Thursday, January 15, 2009

That moment in time

My afternoon was pleasantly unremarkable by the standards of most people, but for me it was a very special time. Perhaps the stars had aligned: I happened to be working from home today, on an unseasonably warm January day (~ 69 degrees in the sun) and I happened to be reading a heartwarming book about love and wine Love by the Glass: Tasting Notes from a Marriage while taking a very late lunchbreak in our backyard. And my feet were being warmed by our lab Sammie while our sun worshipping dachshund Masala snoozed on her little bed right next to me.

It felt like spring had sprung early: the birds were chirping loudly enough to drown out the traffic outside, the sky was a brilliant cloudless periwinkle, and the callas that had just come into bloom were being ravished by a couple of butterflies. And the best part of all was that my two favorite girls were curled up side by side at my feet. Sammie and Masala are not known for their affinity for each other and it is a rare sight to see them sleeping close enough to touch! I desperately wanted to take a photo to preserve this tableau for posterity, but I knew that getting up to get the camera would ruin the moment. My only choice was to record it in my mind's eye.
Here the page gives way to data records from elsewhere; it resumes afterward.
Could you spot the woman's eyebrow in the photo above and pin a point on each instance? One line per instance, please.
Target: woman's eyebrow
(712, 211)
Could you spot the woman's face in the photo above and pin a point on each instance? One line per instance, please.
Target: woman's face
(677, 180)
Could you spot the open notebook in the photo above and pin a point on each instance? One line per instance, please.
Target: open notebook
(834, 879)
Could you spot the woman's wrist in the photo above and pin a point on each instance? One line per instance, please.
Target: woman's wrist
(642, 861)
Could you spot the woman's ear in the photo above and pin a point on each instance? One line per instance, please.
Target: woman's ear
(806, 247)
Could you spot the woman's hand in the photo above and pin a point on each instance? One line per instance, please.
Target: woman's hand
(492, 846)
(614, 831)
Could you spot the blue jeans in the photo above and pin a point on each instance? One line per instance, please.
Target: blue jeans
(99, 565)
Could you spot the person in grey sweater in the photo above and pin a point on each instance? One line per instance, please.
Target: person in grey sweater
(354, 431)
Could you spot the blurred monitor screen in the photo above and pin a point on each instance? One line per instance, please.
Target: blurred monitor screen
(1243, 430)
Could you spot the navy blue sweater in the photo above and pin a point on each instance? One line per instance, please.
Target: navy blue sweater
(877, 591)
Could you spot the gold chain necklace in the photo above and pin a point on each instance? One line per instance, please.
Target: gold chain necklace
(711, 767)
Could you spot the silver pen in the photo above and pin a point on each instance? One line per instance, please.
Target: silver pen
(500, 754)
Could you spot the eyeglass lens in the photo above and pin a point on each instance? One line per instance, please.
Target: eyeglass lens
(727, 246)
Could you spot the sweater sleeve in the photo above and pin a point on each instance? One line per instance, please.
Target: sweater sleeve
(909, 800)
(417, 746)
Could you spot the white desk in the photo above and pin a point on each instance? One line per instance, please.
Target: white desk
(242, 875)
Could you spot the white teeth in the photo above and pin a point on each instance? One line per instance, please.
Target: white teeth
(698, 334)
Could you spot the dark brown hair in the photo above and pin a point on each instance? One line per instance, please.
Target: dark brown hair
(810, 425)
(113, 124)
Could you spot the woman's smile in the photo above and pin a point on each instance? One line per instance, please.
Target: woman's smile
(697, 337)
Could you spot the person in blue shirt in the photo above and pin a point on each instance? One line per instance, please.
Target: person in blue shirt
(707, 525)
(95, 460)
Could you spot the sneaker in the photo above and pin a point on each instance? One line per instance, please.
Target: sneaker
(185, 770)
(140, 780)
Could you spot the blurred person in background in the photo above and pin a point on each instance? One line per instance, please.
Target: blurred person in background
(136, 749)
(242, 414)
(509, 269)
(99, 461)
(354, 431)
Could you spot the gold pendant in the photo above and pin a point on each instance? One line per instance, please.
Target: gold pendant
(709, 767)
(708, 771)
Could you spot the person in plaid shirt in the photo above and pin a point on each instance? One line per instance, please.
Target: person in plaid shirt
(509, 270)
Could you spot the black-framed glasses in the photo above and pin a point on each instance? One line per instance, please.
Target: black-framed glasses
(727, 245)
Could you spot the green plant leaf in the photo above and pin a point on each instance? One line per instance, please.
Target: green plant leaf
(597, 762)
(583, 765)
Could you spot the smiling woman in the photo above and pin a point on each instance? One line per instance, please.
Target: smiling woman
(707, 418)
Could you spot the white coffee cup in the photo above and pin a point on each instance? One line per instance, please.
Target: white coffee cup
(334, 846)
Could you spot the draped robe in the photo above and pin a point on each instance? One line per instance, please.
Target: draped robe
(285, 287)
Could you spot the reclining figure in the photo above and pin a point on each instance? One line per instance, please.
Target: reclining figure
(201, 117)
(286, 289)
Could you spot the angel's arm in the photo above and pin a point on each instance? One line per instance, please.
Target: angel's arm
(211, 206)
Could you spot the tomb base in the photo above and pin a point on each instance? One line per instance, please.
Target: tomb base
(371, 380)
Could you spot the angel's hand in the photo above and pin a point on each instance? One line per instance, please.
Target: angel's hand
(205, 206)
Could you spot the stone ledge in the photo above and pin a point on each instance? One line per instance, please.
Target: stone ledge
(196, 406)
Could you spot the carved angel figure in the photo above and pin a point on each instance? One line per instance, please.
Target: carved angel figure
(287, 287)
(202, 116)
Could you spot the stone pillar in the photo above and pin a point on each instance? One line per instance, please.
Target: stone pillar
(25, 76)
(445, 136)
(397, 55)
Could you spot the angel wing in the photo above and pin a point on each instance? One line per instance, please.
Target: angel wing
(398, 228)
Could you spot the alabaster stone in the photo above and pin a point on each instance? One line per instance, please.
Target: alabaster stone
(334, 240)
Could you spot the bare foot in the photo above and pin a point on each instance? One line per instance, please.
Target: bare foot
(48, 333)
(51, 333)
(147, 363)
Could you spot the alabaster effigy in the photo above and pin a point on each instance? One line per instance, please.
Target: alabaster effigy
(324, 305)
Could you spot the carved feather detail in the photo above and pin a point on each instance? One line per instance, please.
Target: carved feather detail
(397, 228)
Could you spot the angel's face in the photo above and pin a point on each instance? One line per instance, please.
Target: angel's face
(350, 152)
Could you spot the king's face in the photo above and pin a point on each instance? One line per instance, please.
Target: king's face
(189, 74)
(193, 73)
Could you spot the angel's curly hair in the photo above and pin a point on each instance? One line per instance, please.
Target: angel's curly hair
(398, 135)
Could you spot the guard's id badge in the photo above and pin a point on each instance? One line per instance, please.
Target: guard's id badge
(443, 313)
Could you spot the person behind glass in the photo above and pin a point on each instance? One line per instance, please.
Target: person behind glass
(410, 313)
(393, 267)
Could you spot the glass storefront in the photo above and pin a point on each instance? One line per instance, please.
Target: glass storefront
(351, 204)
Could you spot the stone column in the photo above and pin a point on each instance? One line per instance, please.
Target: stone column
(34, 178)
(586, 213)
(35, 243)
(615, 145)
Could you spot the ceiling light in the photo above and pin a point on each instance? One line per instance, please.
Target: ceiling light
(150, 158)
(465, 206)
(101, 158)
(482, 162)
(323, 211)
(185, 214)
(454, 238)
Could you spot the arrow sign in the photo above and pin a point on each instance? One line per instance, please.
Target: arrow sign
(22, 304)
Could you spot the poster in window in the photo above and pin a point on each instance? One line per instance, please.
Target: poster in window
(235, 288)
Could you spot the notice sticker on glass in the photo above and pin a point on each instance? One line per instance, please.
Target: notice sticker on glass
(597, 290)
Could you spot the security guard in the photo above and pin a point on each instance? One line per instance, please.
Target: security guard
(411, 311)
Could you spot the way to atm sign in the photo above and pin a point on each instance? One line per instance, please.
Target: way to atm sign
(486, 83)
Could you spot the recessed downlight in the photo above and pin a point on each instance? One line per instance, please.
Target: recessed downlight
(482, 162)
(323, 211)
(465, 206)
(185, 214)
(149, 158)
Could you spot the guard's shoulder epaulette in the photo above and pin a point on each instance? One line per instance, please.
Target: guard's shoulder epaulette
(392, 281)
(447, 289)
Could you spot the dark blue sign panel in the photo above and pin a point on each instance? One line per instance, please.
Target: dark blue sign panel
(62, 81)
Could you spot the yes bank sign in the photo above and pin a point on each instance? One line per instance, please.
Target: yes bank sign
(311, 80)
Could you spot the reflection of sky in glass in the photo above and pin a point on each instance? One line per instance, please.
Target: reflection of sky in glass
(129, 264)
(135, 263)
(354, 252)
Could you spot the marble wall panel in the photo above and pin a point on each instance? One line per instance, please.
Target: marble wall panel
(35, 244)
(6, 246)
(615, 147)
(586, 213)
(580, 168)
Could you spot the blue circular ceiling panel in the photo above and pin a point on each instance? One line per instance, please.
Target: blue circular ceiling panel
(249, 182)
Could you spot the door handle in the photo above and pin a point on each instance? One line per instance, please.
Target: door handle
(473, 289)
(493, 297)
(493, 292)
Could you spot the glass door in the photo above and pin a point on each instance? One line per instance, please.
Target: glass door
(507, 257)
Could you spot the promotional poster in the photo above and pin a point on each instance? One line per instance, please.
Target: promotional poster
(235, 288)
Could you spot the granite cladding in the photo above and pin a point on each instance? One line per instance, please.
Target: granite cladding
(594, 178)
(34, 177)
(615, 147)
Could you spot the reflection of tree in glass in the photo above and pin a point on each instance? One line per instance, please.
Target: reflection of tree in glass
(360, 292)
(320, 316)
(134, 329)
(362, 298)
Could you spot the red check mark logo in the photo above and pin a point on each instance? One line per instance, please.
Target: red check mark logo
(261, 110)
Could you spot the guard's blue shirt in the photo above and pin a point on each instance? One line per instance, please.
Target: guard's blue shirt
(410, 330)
And that's when it hit me - this was one of life's most perfect moments - the kind you wish you could bottle and preserve forever. And although I am lucky enough to have experienced a few of those moments with my amazing Sweetie, I cannot say I have ever wanted to freeze time while I was alone (minus other humans that is). And here I was today, experiencing a perfect moment of profoundly peaceful solitude, literally in my own backyard. True self-contentment. It was an enlightening and quietly empowering moment, and I have my dogs to thank for it.